Tools for handling Unique Molecular Identifiers in NGS data sets
MIT License
493 stars 190 forks source link

AssertionError: not all umis are the same length - Why is this an assertion? #560

Closed exsquire closed 2 years ago

exsquire commented 2 years ago

There are several issues closed on this topic that have to do with how the UMIs are first placed into the read IDs, but this issue has to do with why this is an assertion at all.

According to the UMI-tools paper, network deduplication depends on edit distances - this specifically includes the cases of insertions and deletions, i.e. UMIs that may have more or less than what was intended. If all UMIs must pass the assertion of equal length, in what cases are deduplication being used to address umi indels?

For context, UMIs from unaligned BAMs from PacBio sequencers contain leading and trailing UMI sequences - their own software called 'mimux' extracts these UMIs and places them into tags of the uBAM and these can differ in length. Converting the uBAMs to single-end FASTQs with the ID pattern modified to contain the concatenated UMIs (e.g. READ1_ produces umis of varying length.

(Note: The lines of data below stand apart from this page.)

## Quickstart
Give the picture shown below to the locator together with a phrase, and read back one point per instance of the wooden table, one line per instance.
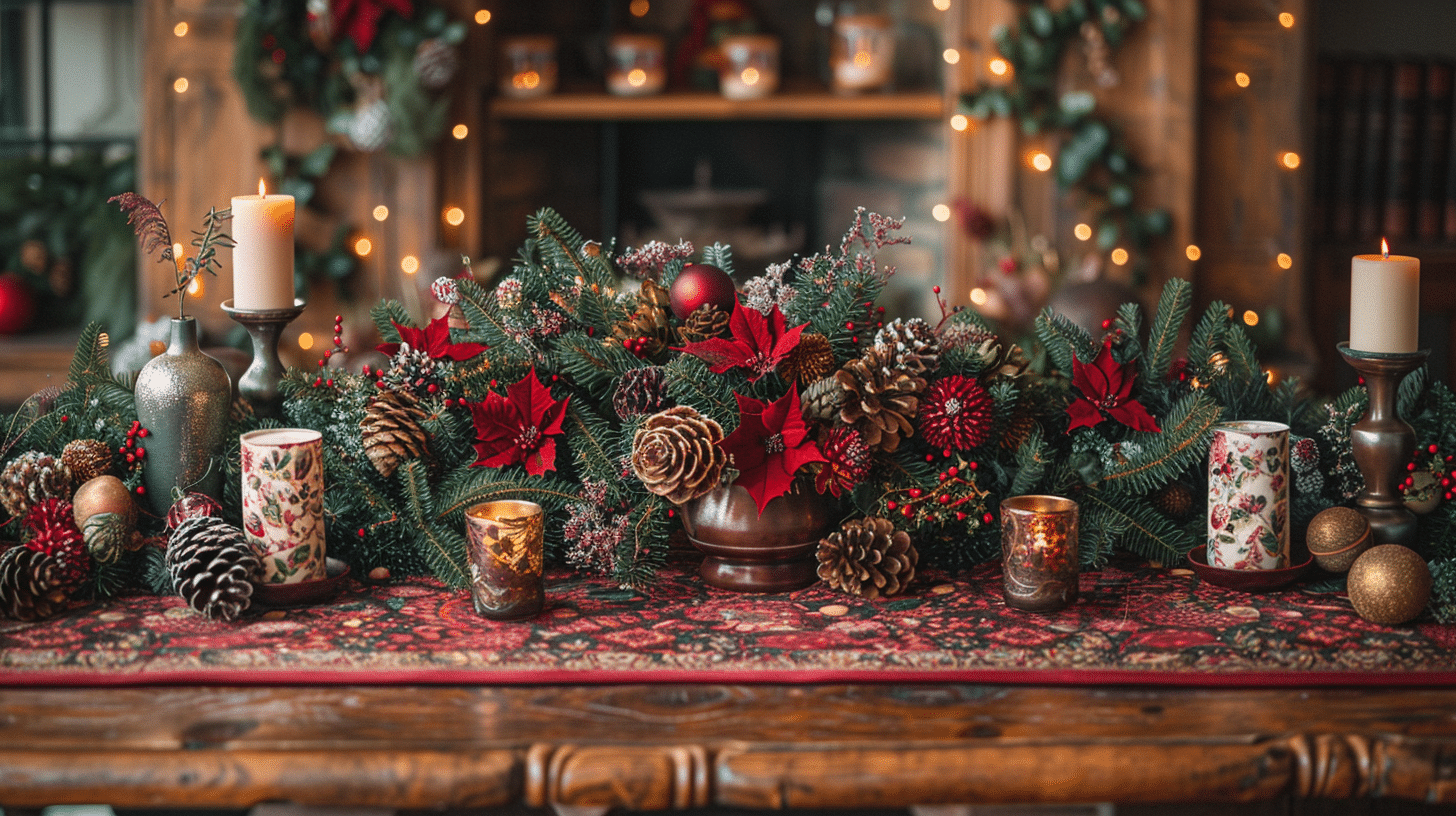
(677, 746)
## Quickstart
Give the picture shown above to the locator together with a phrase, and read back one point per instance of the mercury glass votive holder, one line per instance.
(1038, 552)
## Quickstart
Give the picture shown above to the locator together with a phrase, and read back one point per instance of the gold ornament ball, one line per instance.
(1389, 585)
(1337, 536)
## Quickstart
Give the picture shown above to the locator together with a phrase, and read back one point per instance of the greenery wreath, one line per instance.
(376, 70)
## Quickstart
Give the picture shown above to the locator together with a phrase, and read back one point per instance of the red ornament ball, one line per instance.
(16, 305)
(698, 284)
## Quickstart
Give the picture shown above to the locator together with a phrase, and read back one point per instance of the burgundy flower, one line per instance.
(1107, 388)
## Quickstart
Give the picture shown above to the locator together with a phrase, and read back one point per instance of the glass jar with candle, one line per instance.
(635, 64)
(862, 51)
(527, 66)
(750, 66)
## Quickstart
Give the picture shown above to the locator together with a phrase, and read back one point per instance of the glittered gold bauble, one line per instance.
(1337, 536)
(1389, 585)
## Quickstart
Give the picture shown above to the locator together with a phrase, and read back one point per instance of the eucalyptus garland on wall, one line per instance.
(1091, 159)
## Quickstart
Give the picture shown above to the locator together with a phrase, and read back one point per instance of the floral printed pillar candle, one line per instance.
(507, 541)
(1038, 552)
(1248, 496)
(283, 503)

exsquire commented 2 years ago

Ah, I looked over the paper again and noted the section where UMI indels were deemed to be a rare enough occurrence to be left off and so UMI_tools is specifically not for UMIs of different lengths.

IanSudbery commented 2 years ago

Designing UMI tools to handle UMIs of different length would have mean doing a full alignment of UMIs, which is far more computationally expensive than a simple Hamming Distance calculation. As UMI-tools spends most of its time doing edit distance calculations, and indels in unintensionally different lengthed UMIs in illumina data was rare (and no one had dreamed of barcoding PacBio back in 2014), we decided that this wasn't worth the run time trade off.

If you want to experiment with making UMI-tools handle UMIs of different lengths you could fork the repo and swap out the code of the edit distance function in _dedup_umi.pyx.